Vários vereadores também usaram a tribuna.  Um dos destaques foi o vereador Gimi (PP), que foi o autor da ideia da Audiência. Ele questionou quem não estivesse tratando o debate como uma questão humanitária, mas também reclamou dos que estariam colocando “tudo dentro de um mesmo saco”.  Criticou o STF por pedir que o município tenha de ter planos para atendimento a população de rua em curto período de tempo. “Duvido que o ministro Alexandre de Morais deixe que pessoas fiquem fazendo sexo em frente à casa que mora, como reclamam alguns comerciantes e moradores de Torres”, ironizou Gimi. O vereador sugeriu que a questão fosse encarada como uma parceria, onde o município dá abrigo e atendimento a pessoas em situação de rua em troca de uma atividade produtiva feita pelos atendidos no programa.  Mas o vereador também questionou os casos de violência: “Será que as pessoas têm o direito de coagir comerciantes a darem dinheiro para eles comprarem o que quiserem?”, indagou.

O vereador Moises Trisch (PT), ressaltou a importância de haver políticas preventivas públicas para atendimento a população de rua, salientando ainda sua opinião de que o município precisa investir numa Casa Abrigo para pessoas em situação de vulnerabilidade e a necessidade de o CREAS achar formas de voltar a trabalhar mais diretamente com a população da região central de Torres.

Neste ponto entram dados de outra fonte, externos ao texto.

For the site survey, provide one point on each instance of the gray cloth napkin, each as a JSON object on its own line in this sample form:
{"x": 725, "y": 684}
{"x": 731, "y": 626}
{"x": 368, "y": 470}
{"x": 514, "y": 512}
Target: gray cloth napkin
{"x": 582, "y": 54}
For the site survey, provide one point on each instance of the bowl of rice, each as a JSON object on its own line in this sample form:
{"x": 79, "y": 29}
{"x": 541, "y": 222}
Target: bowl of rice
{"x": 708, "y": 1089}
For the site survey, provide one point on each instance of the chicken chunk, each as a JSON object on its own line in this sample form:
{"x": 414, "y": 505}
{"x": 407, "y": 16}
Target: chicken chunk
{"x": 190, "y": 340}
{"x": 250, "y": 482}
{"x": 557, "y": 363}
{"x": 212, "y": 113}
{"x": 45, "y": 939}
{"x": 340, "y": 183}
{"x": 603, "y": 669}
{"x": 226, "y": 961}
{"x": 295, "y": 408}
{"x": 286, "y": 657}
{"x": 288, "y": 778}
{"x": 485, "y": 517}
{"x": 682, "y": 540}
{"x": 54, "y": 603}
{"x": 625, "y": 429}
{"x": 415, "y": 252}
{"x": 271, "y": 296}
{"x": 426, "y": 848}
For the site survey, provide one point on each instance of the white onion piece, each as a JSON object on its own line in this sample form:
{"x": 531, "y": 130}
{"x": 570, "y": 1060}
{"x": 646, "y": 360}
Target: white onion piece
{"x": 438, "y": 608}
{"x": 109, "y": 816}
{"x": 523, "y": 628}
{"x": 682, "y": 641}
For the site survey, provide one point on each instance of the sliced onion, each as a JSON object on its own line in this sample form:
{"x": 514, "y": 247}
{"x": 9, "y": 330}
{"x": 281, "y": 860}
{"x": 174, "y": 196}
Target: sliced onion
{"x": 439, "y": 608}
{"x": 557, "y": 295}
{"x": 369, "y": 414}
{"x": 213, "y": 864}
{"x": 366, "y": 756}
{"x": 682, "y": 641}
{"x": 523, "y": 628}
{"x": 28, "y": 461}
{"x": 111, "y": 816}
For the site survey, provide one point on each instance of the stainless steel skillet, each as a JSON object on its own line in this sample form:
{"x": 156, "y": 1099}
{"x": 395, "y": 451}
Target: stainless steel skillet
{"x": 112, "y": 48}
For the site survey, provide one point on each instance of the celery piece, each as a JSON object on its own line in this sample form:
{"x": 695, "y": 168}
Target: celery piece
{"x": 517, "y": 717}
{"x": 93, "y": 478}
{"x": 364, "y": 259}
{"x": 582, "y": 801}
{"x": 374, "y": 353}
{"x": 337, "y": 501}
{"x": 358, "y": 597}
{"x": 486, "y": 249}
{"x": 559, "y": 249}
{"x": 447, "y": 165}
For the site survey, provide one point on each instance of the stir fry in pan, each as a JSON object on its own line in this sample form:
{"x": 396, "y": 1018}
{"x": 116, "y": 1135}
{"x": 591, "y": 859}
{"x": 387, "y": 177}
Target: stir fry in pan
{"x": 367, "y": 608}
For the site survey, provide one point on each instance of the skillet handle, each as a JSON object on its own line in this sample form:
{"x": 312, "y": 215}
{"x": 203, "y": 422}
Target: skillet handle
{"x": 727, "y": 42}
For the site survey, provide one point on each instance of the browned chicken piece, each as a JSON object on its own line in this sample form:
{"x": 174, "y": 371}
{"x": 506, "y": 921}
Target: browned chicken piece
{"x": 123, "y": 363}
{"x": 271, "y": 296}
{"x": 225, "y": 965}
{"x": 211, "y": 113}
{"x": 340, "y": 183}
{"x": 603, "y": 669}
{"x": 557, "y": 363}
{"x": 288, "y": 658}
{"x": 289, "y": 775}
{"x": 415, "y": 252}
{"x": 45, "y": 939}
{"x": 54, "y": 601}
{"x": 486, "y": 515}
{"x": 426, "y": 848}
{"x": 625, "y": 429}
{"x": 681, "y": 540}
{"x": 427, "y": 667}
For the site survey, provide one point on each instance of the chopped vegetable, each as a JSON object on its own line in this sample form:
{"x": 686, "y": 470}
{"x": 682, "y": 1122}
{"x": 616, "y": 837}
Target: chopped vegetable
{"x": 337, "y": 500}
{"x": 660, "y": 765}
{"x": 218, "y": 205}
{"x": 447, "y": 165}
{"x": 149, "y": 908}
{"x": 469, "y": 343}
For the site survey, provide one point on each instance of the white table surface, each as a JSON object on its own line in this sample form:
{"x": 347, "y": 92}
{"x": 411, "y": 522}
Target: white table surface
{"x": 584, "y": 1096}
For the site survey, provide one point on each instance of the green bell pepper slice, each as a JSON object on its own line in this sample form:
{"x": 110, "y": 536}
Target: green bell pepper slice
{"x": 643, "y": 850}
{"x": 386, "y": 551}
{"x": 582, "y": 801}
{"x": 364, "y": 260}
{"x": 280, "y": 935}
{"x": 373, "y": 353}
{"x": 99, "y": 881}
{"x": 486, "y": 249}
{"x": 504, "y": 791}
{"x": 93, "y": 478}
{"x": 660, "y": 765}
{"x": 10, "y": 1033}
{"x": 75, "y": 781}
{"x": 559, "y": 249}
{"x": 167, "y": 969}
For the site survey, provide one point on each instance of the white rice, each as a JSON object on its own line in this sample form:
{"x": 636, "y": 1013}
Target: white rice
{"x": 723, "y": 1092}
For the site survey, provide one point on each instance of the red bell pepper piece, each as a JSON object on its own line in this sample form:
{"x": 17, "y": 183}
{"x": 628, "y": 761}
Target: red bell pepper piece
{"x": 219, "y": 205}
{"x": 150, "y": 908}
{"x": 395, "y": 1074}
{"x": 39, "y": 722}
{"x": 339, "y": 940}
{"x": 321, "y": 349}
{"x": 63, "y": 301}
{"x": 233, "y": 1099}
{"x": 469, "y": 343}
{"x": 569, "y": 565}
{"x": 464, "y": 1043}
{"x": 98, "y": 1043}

Rogerinho Evaldt Jacob(PP), presidente da Câmara dos Vereadores (autora da Audiência Pública) destacou depoimento do ex-morador de rua de Torres que superou seu problema através de suas próprias forças, porque queria isto. Reconhece que há pessoas em situação de rua que necessitam de apoio, mas alertou que, em sua opinião, há pessoas que querem se aproveitar da situação para receber ‘tudo pronto’, sem fazer nada(a vagar), assim como têm bandidos misturados no meio.

“Convenhamos, eles têm que respeitar nossos direitos; a população que trabalha o dia inteiro para sustentar sua família não tem que aceitar esta falta de respeito destes moradores de rua. Tem que existir punição para estas pessoas”, sentenciou o presidente da Casa Legislativa torrense.